A total lunar eclipse turned the moon a reddish hue early Tuesday morning, drawing crowds into the night air across the country.
The "Blood Moon" effect peaked between the hours of 3 a.m. and 4:30 a.m. Eastern, and the cosmic color change was perfectly placed for most viewers in North and South America -- at least those fortunate enough to have dodged cloud cover.
If the atmosphere conspired against your neighborhood and blocked the view, fear not, this eclipse marked the beginning of a tetrad, a series of four total lunar eclipses in a row. The next three total eclipses will occur on Oct. 8, 2014, April 4, 2015, and the final one on Sept. 28, 2015.
The start of Tuesday's lunar eclipse marked the second of nine tetrads this century, according to astronomer Fred Espenak. The last tetrad occurred in 2003 and the next is set to take place in 2032. There were five tetrads in the 20th century.
"Italian astronomer Giovanni Schiaparelli first... noticed that tetrads were relatively plentiful during one 300-year interval, while none occurred during the next 300 years," Espenak explained to CBS News. "For example, there are no tetrads from 1582 to 1908, but 17 tetrads occur during the following 2 and 1/2 centuries from 1909 to 2156. The [approximate] 565-year period of the tetrad 'seasons' is tied to the slowly decreasing eccentricity of Earth's orbit."
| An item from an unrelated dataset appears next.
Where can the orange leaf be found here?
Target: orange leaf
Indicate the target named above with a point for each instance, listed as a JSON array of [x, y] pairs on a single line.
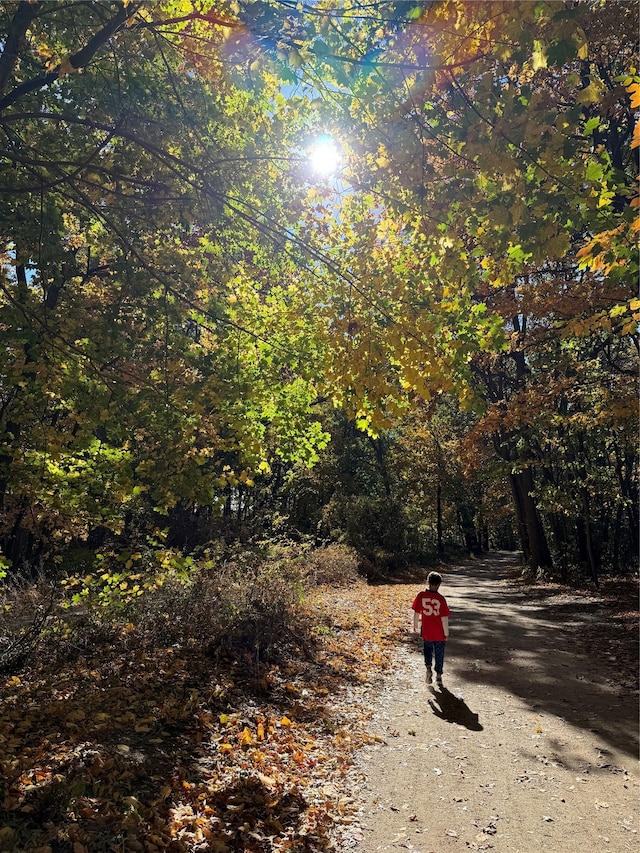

As the Earth positions itself between the sun and the moon, a reddish hue surrounds the moon due to the indirect sunlight that manages to reach and illuminate it. Sunlight first passes through the Earth's atmosphere, filtering out most of the blue colored light, resulting in the reddish color. Earth's atmosphere can also refract some of the light, causing a small fraction to reach and illuminate the moon, Espenak explains on his website.
No part of the eclipse was visible from Europe, most of Africa, the Middle East or most of Asia.